Nas análises sobre a Guerra da Ucrânia tendem a confundir-se os níveis. Tendemos a ser confrontados com reações emocionais, difundidas pelos meios e amplificadas pelas redes; com propaganda disfarçada de notícias e opiniões rigorosas, que são menos difundidas. Paralelamente, nos vemos submetidos a atualizações constantes sobre a zona de conflito, combinadas com visões mais globais, ainda que também mais desfocadas. Sabemos que existe censura. Mas a toda essa amálgama chamamos de informação e é nesta base que construímos os nossos critérios e tomamos decisões.

Seria conveniente, no entanto, afinar porque Rússia e Ucrânia não são Iémen, Iraque ou Afeganistão. Também não são o Cáucaso ou a ex-Iugoslávia. De fato, o impacto estrutural de um confronto híbrido que transborda do leste europeu e transcende de forma crescente no âmbito militar, será global e isto terá consequências mais significativas, porém também mais distantes e mais duradouras do que se pode pensar e publicar. 
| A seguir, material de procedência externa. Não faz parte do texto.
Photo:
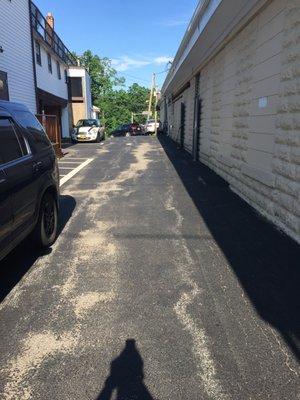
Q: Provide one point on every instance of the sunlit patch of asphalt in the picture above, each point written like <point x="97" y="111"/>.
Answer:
<point x="21" y="368"/>
<point x="207" y="371"/>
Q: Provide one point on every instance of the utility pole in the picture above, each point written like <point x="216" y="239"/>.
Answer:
<point x="155" y="112"/>
<point x="151" y="97"/>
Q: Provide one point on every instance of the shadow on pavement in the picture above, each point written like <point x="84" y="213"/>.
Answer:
<point x="14" y="266"/>
<point x="266" y="261"/>
<point x="126" y="376"/>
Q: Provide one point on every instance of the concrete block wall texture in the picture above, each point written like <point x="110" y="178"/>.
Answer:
<point x="250" y="120"/>
<point x="286" y="160"/>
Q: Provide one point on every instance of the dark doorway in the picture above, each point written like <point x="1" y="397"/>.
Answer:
<point x="197" y="120"/>
<point x="182" y="124"/>
<point x="126" y="376"/>
<point x="4" y="95"/>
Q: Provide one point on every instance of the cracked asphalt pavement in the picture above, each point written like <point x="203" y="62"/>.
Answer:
<point x="162" y="284"/>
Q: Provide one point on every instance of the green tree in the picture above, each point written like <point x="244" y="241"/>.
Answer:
<point x="108" y="93"/>
<point x="104" y="78"/>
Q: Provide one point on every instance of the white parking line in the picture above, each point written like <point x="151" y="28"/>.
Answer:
<point x="75" y="171"/>
<point x="70" y="162"/>
<point x="67" y="167"/>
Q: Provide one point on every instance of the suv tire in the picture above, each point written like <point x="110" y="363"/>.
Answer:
<point x="47" y="225"/>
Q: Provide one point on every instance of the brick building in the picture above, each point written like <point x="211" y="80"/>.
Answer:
<point x="232" y="99"/>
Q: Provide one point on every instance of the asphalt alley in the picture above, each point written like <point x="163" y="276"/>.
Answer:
<point x="162" y="284"/>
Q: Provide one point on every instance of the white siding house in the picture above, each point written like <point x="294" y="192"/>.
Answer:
<point x="52" y="60"/>
<point x="16" y="63"/>
<point x="232" y="99"/>
<point x="81" y="96"/>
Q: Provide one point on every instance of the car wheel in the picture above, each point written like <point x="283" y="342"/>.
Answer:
<point x="47" y="225"/>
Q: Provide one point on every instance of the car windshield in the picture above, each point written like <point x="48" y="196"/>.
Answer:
<point x="86" y="122"/>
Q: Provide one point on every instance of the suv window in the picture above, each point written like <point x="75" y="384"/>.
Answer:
<point x="10" y="148"/>
<point x="28" y="121"/>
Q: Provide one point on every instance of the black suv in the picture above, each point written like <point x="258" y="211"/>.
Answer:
<point x="29" y="180"/>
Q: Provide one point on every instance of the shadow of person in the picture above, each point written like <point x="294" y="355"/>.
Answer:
<point x="126" y="376"/>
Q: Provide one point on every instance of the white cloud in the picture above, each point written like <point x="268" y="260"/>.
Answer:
<point x="163" y="60"/>
<point x="125" y="62"/>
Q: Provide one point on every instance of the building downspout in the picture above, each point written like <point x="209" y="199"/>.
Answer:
<point x="33" y="59"/>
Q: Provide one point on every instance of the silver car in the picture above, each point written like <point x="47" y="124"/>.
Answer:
<point x="88" y="130"/>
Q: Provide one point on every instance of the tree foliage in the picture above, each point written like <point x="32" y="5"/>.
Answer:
<point x="109" y="93"/>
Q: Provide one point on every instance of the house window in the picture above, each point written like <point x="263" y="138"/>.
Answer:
<point x="38" y="53"/>
<point x="76" y="87"/>
<point x="58" y="70"/>
<point x="49" y="63"/>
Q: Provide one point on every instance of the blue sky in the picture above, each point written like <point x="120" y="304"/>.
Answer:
<point x="139" y="36"/>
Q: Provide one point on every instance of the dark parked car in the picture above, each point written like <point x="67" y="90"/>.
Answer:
<point x="29" y="180"/>
<point x="122" y="130"/>
<point x="136" y="129"/>
<point x="131" y="129"/>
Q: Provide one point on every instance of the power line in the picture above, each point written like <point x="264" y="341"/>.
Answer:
<point x="135" y="77"/>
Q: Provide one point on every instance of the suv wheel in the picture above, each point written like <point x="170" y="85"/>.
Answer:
<point x="46" y="228"/>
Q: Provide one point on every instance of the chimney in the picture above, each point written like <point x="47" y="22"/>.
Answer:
<point x="50" y="20"/>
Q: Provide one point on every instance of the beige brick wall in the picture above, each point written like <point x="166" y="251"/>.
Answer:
<point x="250" y="131"/>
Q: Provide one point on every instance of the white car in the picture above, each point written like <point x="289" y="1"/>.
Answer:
<point x="87" y="130"/>
<point x="150" y="126"/>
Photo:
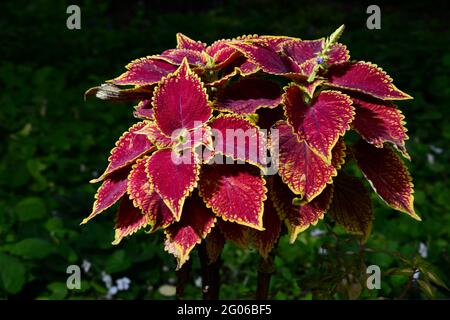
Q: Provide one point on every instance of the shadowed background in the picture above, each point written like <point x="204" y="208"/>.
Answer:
<point x="53" y="143"/>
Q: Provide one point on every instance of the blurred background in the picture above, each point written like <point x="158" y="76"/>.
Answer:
<point x="52" y="143"/>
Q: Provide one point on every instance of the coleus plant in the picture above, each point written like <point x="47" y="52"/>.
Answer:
<point x="247" y="136"/>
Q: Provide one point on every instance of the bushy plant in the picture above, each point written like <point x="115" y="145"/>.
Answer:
<point x="243" y="137"/>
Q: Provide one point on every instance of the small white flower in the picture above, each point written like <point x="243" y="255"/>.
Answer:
<point x="172" y="280"/>
<point x="430" y="158"/>
<point x="86" y="265"/>
<point x="423" y="250"/>
<point x="112" y="291"/>
<point x="317" y="232"/>
<point x="123" y="283"/>
<point x="167" y="290"/>
<point x="198" y="282"/>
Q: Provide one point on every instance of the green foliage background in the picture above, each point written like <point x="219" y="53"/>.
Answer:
<point x="53" y="143"/>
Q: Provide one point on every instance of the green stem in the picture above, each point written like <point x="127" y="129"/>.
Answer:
<point x="210" y="274"/>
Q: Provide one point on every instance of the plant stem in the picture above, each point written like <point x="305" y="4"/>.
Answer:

A América Latina tem estado tradicionalmente exposta aos altos e baixos do sistema-mundo já que sua relação com a economia global é dependente, sendo o seu papel principal o de exportador de commodities. Além disso, as fragilidades de nossos sistemas financeiros expõem nossas moedas a altos e baixos que, tal como as atuais espirais inflacionistas, segmentam nossas economias e condicionam a vida dos mais vulneráveis.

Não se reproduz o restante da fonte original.